The paper tackled the problem of unreliable concept representations in Concept Bottleneck Models (CBMs), which can undermine robustness under distribution shifts, and proposed RECEM with concept-level disentanglement and mixup to improve reliability, resulting in consistent outperformance of baselines across multiple datasets under background and domain shifts.

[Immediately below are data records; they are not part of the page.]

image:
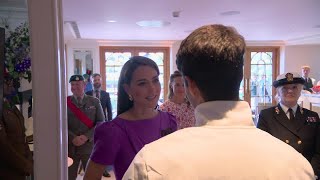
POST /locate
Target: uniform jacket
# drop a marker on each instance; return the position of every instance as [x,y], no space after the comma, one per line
[226,145]
[92,108]
[15,157]
[303,134]
[105,103]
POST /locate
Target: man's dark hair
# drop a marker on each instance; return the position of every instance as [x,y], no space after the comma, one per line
[212,56]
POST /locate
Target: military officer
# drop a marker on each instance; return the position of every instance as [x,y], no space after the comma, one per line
[84,112]
[294,125]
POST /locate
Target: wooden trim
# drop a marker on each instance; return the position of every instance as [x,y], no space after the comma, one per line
[102,68]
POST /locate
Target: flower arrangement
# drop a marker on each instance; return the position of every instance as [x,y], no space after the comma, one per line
[17,54]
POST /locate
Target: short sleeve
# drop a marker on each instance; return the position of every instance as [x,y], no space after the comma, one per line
[106,143]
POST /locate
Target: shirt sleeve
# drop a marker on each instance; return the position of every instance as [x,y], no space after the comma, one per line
[106,143]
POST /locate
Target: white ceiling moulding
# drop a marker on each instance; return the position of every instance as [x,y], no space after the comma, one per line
[314,39]
[72,26]
[265,43]
[13,13]
[135,43]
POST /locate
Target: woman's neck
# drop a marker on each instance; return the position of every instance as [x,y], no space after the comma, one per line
[178,99]
[140,113]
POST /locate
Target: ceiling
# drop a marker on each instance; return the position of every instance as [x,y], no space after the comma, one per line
[256,20]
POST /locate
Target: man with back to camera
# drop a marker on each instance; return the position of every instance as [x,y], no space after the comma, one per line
[226,144]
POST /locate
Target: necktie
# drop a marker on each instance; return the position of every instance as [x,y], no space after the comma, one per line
[291,115]
[97,94]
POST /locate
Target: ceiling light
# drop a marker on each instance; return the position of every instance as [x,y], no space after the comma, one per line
[153,23]
[230,13]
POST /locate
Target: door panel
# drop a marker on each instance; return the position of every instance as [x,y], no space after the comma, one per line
[260,70]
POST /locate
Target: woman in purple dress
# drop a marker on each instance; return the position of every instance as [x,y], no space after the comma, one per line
[138,122]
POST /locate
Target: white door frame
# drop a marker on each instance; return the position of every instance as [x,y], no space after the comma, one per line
[48,89]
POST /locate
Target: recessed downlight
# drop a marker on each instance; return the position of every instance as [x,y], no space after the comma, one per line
[230,13]
[153,23]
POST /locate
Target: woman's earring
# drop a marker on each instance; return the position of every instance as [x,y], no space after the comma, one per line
[130,97]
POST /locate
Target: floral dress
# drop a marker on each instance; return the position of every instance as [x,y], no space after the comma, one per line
[184,113]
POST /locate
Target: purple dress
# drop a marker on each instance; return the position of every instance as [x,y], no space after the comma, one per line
[118,141]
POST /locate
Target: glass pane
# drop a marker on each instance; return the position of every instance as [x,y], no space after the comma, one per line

Concept Bottleneck Models (CBMs) aim to enhance interpretability by predicting human-understandable concepts as intermediates for decision-making. However, these models often face challenges in ensuring reliable concept representations, which can propagate to downstream tasks and undermine robustness, especially under distribution shifts. Two inherent issues contribute to concept unreliability: sensitivity to concept-irrelevant features (e.g., background variations) and lack of semantic consistency for the same concept across different samples. To address these limitations, we propose the Reliability-Enhanced Concept Embedding Model (RECEM), which introduces a two-fold strategy: Concept-Level Disentanglement to separate irrelevant features from concept-relevant information and a Concept Mixup mechanism to ensure semantic alignment across samples. These mechanisms work together to improve concept reliability, enabling the model to focus on meaningful object attributes and generate faithful concept representations. Experimental results demonstrate that RECEM consistently outperforms existing baselines across multiple datasets, showing superior performance under background and domain shifts. These findings highlight the effectiveness of disentanglement and alignment strategies in enhancing both reliability and robustness in CBMs.